Despite the availability of genetic tests that can screen for a wide range of important genotypes, their cost combined with the lack of accessibility, lack of prospective studies, and the time needed for results hinder the widespread use of such tests among clinicians. As next-generation sequencing is advancing as a leading revolutionary tool in genetics, the ability to sequence the entire human genome holds the promise to improve the pharmacogenomics knowledge. The accumulative results banked in international databases will allow testing a large number of possible associations between variants, genes, diseases, and treatments. Indeed, this is the goal of many projects launched across the globe, like the Precision Medicine Initiative program funded by the National Institute of Health that is aimed toward improving the clinical knowledge of the risk inferred by the different factors of variability. Such studies will have the opportunity to simultaneously test for the interaction between a wide range of environmental-, genetic-, and patient-specific factors favoring the application of personalized medicine.

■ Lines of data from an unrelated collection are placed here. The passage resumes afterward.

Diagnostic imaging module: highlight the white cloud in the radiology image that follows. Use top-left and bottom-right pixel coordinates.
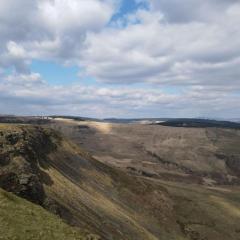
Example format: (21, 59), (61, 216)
(0, 0), (240, 117)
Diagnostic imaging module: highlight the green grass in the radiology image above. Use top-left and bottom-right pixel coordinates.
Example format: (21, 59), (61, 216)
(0, 189), (98, 240)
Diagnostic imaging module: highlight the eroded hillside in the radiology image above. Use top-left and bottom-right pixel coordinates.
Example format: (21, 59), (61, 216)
(52, 120), (240, 185)
(0, 125), (240, 240)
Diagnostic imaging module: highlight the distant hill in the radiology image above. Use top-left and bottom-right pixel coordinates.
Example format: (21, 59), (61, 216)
(157, 118), (240, 129)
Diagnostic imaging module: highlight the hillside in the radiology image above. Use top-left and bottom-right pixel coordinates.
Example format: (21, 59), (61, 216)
(0, 123), (240, 240)
(0, 189), (91, 240)
(51, 121), (240, 185)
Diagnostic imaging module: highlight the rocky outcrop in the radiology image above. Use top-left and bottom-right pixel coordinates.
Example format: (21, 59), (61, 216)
(0, 126), (59, 206)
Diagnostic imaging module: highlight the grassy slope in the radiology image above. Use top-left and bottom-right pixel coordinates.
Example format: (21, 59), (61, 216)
(0, 126), (240, 240)
(0, 189), (96, 240)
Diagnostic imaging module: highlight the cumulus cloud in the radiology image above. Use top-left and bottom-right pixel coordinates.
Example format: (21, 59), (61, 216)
(82, 0), (240, 88)
(0, 0), (240, 117)
(0, 73), (240, 118)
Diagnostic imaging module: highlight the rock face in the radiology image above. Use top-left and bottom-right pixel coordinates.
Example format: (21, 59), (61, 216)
(0, 126), (57, 205)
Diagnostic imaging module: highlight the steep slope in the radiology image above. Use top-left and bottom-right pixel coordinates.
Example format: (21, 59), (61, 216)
(0, 189), (94, 240)
(0, 125), (182, 240)
(49, 120), (240, 185)
(0, 125), (240, 240)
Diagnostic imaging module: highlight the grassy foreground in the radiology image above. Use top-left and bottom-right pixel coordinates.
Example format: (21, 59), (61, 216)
(0, 189), (98, 240)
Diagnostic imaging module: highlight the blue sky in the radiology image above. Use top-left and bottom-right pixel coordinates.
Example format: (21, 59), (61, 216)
(0, 0), (240, 118)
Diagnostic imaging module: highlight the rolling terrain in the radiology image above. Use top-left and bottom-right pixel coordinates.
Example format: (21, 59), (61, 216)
(52, 120), (240, 185)
(0, 119), (240, 240)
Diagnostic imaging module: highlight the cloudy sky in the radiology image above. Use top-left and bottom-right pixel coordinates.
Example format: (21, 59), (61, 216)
(0, 0), (240, 118)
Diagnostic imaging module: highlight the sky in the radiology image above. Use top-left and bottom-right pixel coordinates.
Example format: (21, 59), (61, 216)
(0, 0), (240, 119)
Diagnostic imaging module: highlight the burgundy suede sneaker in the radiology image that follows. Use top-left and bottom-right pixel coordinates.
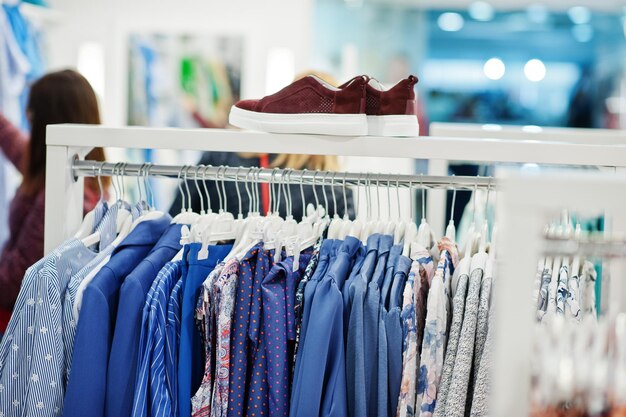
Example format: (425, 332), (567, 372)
(228, 75), (369, 136)
(365, 75), (419, 136)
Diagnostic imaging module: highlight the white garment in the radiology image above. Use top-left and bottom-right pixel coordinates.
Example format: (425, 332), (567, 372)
(72, 255), (111, 323)
(0, 8), (31, 249)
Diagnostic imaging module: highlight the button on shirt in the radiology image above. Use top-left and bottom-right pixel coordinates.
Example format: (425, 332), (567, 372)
(63, 215), (171, 417)
(261, 251), (311, 417)
(0, 239), (95, 416)
(346, 234), (381, 416)
(165, 272), (184, 417)
(105, 224), (182, 417)
(62, 204), (120, 383)
(385, 256), (411, 416)
(178, 243), (232, 417)
(246, 250), (272, 416)
(416, 237), (458, 417)
(291, 239), (335, 412)
(363, 235), (393, 416)
(191, 263), (225, 416)
(290, 236), (361, 417)
(228, 243), (262, 416)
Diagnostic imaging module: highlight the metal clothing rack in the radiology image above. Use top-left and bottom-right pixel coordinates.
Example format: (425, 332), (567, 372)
(45, 125), (626, 417)
(490, 169), (626, 417)
(44, 125), (626, 253)
(72, 160), (495, 190)
(427, 123), (626, 237)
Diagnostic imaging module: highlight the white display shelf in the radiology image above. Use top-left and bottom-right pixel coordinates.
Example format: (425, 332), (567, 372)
(47, 125), (626, 167)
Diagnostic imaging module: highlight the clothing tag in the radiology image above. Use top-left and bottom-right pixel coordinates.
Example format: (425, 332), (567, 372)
(286, 236), (301, 272)
(179, 225), (191, 246)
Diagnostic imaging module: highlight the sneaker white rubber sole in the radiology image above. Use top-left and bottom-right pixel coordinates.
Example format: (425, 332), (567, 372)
(367, 114), (419, 136)
(228, 106), (367, 136)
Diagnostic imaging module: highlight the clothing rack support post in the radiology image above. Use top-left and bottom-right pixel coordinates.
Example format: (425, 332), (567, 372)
(603, 167), (626, 314)
(490, 174), (543, 417)
(44, 136), (90, 254)
(490, 170), (626, 417)
(426, 159), (454, 236)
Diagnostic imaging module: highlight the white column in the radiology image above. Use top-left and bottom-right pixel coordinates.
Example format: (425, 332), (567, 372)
(44, 143), (83, 254)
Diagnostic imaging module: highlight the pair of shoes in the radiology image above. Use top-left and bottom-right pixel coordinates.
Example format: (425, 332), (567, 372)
(229, 75), (419, 136)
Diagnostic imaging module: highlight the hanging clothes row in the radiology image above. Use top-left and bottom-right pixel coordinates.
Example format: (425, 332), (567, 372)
(0, 165), (495, 417)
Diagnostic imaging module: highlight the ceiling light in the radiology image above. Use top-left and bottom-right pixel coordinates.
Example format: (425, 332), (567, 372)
(567, 6), (591, 25)
(468, 1), (495, 22)
(437, 12), (465, 32)
(526, 3), (549, 24)
(483, 58), (506, 80)
(524, 59), (546, 82)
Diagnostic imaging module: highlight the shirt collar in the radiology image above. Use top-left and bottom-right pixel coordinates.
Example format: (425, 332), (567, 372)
(115, 214), (172, 252)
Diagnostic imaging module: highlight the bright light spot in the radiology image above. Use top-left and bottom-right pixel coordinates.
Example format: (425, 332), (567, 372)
(572, 25), (593, 42)
(567, 6), (591, 25)
(483, 58), (506, 80)
(522, 125), (543, 133)
(521, 163), (541, 174)
(265, 48), (296, 94)
(437, 12), (465, 32)
(345, 0), (363, 9)
(526, 3), (549, 23)
(524, 59), (546, 82)
(468, 1), (495, 22)
(76, 42), (105, 97)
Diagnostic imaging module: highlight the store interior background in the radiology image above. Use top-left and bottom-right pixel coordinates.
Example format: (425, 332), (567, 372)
(9, 0), (626, 223)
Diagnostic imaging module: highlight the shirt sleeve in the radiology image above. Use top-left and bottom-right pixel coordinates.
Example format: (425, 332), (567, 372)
(0, 114), (28, 174)
(0, 192), (44, 310)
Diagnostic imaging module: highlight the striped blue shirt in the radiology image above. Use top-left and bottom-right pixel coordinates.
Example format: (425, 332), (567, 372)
(0, 239), (95, 416)
(132, 261), (182, 417)
(165, 276), (184, 417)
(62, 204), (119, 384)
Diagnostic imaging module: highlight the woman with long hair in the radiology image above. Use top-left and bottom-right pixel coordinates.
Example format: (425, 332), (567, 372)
(0, 70), (104, 333)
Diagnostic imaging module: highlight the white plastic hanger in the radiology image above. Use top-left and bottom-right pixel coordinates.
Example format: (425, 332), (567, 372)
(376, 180), (398, 236)
(402, 181), (417, 257)
(571, 223), (583, 278)
(74, 162), (104, 239)
(313, 171), (330, 236)
(298, 168), (319, 244)
(263, 168), (283, 250)
(417, 174), (433, 249)
(191, 165), (222, 242)
(361, 174), (380, 244)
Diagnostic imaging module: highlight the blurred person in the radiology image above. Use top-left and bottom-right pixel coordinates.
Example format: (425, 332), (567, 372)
(0, 70), (108, 334)
(170, 71), (354, 221)
(567, 68), (594, 128)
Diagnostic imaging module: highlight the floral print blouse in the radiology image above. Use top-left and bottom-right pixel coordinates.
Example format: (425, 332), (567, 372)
(397, 245), (435, 417)
(416, 237), (459, 417)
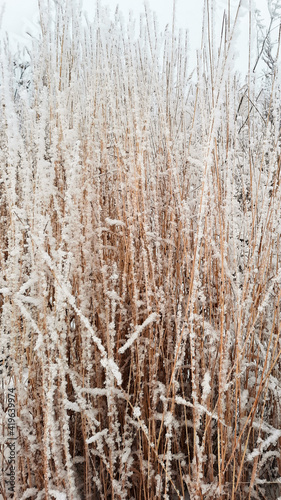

Finally, in order to improve treatment outcome and patient care, clinical implementation of pharmacogenomics discoveries in both pediatric and adult populations will require consensus guidelines powered by bioinformatics tools that can help physicians to interpret the genetic data and provide them with user-friendly software that can guide their decision-making process. Such guidelines are emerging through the drug agencies and implementation consortiums which provide useful recommendations on gene-based drug dosing for well-established associations.

Declaration of Interest

M Krajinovic presently holds the operating grant from Leukemia Lymphoma Society of Canada to study pharmacogenetics of childhood acute lymphoblastic leukemia. The authors have no other relevant affiliations or financial involvement with any organization or entity with a financial interest in or financial conflict with the subject matter or materials discussed in the manuscript apart from those disclosed.